Unlike other real-time tables, Dedup table takes up more memory resources as it needs to bookkeep the primary key and its corresponding segment reference, in memory. As a result, it's important to plan the capacity beforehand, and monitor the resource usage. Here are some recommended practices of using Dedup table.

* Create the Kafka topic with more partitions. The number of Kafka partitions determines the partition numbers of the Pinot table. The more partitions you have in the Kafka topic, more Pinot servers you can distribute the Pinot table to and therefore more you can scale the table horizontally. **But note that**, [like upsert tables](https://docs.pinot.apache.org/build-with-pinot/ingestion/upsert#create-the-topicstream-with-more-partitions.), you can't increase the partitions in future for dedup enabled tables so you need to start with good enough partitions (atleast 2-3X the number of pinot servers).

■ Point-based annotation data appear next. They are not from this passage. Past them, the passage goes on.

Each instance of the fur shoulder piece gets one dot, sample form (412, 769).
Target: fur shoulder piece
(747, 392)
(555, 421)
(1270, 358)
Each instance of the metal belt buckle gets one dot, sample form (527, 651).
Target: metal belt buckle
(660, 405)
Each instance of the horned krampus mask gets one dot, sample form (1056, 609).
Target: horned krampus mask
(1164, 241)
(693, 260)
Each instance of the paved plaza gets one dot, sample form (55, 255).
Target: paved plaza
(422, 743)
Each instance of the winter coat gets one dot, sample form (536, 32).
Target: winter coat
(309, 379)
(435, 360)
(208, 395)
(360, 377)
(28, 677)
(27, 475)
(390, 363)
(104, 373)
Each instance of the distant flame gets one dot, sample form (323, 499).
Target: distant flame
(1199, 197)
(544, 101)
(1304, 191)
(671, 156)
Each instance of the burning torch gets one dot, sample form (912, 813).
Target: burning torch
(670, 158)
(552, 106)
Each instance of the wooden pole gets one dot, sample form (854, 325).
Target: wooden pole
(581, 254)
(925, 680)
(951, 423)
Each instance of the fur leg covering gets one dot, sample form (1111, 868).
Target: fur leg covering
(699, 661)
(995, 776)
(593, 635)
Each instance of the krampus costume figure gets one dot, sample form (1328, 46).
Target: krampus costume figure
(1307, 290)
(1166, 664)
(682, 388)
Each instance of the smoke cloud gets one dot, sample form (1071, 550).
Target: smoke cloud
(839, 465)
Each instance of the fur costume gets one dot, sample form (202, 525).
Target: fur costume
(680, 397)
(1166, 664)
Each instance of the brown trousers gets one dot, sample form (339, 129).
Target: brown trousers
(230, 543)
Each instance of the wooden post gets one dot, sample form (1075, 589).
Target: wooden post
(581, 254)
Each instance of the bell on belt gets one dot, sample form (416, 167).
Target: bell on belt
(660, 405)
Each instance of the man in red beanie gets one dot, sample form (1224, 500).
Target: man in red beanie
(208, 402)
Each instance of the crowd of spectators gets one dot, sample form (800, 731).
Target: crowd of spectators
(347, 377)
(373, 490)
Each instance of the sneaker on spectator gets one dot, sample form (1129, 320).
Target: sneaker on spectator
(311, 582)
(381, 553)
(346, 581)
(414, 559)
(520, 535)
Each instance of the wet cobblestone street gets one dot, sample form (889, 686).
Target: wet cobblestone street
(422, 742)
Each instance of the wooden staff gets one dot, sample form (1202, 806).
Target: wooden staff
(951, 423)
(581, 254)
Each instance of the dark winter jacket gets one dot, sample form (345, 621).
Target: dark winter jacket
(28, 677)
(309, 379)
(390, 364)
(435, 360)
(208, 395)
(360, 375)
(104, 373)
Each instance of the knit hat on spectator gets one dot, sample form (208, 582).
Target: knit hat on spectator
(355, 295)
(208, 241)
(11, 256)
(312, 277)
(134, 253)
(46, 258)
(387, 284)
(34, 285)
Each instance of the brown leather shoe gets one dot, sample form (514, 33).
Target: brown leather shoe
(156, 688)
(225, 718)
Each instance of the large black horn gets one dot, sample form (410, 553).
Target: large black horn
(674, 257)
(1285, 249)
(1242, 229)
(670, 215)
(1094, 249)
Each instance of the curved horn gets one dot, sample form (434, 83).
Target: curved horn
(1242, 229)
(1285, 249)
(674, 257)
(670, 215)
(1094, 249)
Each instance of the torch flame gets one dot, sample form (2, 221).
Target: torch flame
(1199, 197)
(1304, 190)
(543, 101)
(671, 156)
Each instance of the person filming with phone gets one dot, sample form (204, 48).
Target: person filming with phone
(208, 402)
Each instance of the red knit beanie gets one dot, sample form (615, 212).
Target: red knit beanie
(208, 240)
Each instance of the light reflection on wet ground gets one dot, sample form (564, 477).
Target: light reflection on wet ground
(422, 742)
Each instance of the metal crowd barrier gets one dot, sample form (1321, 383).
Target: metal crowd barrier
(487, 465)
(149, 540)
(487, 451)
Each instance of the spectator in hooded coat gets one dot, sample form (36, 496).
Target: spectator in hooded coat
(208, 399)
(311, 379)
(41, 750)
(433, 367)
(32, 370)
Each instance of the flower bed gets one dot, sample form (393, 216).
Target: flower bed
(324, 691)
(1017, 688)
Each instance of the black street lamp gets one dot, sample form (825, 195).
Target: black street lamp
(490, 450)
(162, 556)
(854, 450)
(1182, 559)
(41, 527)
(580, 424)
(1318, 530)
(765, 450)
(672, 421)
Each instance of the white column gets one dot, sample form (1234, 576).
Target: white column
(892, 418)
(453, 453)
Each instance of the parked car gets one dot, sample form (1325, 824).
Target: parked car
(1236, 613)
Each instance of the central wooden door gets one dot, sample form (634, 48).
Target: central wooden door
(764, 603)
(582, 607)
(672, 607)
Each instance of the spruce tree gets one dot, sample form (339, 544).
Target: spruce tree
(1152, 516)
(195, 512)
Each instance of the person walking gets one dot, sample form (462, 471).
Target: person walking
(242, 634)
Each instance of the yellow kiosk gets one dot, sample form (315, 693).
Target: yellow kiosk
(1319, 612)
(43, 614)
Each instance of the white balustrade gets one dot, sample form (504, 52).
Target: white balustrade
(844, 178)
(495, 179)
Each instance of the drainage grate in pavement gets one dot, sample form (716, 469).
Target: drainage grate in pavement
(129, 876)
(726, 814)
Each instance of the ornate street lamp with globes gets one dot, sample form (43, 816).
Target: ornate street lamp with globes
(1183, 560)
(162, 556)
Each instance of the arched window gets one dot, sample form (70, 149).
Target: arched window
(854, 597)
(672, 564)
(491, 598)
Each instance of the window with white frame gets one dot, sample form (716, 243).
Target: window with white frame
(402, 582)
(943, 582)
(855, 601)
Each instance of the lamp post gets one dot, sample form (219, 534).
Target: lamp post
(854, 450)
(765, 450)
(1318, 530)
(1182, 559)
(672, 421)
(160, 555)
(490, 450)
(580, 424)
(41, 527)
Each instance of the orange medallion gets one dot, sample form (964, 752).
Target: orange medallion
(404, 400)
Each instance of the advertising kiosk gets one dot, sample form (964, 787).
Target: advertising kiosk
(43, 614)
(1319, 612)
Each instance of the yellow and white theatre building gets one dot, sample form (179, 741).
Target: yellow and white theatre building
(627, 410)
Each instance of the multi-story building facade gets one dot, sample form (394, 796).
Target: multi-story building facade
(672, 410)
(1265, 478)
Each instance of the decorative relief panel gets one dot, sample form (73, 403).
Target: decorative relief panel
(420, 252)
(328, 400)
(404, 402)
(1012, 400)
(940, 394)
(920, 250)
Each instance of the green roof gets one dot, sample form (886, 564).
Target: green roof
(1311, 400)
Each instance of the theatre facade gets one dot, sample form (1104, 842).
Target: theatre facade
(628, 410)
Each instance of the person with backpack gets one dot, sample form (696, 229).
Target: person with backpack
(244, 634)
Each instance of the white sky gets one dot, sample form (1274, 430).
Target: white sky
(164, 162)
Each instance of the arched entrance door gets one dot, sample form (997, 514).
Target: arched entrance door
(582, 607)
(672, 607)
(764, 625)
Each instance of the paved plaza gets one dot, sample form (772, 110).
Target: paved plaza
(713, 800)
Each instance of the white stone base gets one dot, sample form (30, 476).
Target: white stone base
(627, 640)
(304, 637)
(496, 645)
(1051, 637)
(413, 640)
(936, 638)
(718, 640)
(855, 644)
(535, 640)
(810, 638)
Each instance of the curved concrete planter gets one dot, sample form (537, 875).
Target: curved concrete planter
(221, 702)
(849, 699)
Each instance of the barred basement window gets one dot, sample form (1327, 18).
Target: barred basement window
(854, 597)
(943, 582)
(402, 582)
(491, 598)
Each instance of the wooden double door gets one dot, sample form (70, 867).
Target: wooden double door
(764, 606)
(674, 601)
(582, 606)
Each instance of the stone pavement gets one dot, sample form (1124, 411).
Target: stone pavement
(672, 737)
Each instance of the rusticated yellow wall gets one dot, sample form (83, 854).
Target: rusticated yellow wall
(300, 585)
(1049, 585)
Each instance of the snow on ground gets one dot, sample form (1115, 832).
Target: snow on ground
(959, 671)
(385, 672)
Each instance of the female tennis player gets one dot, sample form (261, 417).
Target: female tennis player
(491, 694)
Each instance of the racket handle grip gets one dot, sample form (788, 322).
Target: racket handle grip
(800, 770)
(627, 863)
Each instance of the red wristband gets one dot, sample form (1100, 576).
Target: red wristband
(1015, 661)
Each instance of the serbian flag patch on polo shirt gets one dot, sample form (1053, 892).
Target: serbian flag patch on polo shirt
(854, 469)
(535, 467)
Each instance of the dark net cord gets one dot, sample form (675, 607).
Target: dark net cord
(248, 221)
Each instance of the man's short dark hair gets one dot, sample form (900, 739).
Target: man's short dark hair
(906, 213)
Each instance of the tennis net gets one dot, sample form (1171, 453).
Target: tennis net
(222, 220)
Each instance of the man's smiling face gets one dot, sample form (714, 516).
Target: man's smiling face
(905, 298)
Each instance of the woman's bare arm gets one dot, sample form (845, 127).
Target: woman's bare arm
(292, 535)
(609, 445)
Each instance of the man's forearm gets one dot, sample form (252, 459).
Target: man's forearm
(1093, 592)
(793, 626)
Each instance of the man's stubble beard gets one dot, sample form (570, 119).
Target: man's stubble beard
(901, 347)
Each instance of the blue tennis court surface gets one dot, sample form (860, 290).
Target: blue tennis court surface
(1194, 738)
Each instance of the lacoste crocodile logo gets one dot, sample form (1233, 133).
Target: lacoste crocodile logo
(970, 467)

* For Dedup tables, updating primary key columns or the dedupTimeColumn is not recommended, as it may lead to data loss and inconsistencies between replicas. If a change is unavoidable, ensure that consumption is paused and all servers are restarted for the change to take effect. Even then, consistency is not guaranteed.
* Dedup table maintains an in-memory map from the primary key to the segment reference. So it's recommended to use a simple primary key type and avoid composite primary keys to save the memory cost. In addition, consider the `hashFunction` config in the Dedup config, which can be `MD5` or `MURMUR3`, to store the 128-bit hashcode of the primary key instead. This is useful when your primary key takes more space. But keep in mind, this hash may introduce collisions, though the chance is very low.
* **Monitoring**: Set up a dashboard over the metric `pinot.server.dedupPrimaryKeysCount.tableName` to watch the number of primary keys in a table partition. It's useful for tracking its growth which is proportional to the memory usage growth.
* **Capacity planning:** It's useful to plan the capacity beforehand to ensure you will not run into resource constraints later. A simple way is to measure the amount of the primary keys in the Kafka throughput per partition and time the primary key space cost to approximate the memory usage. A heap dump is also useful to check the memory usage so far on an dedup table instance.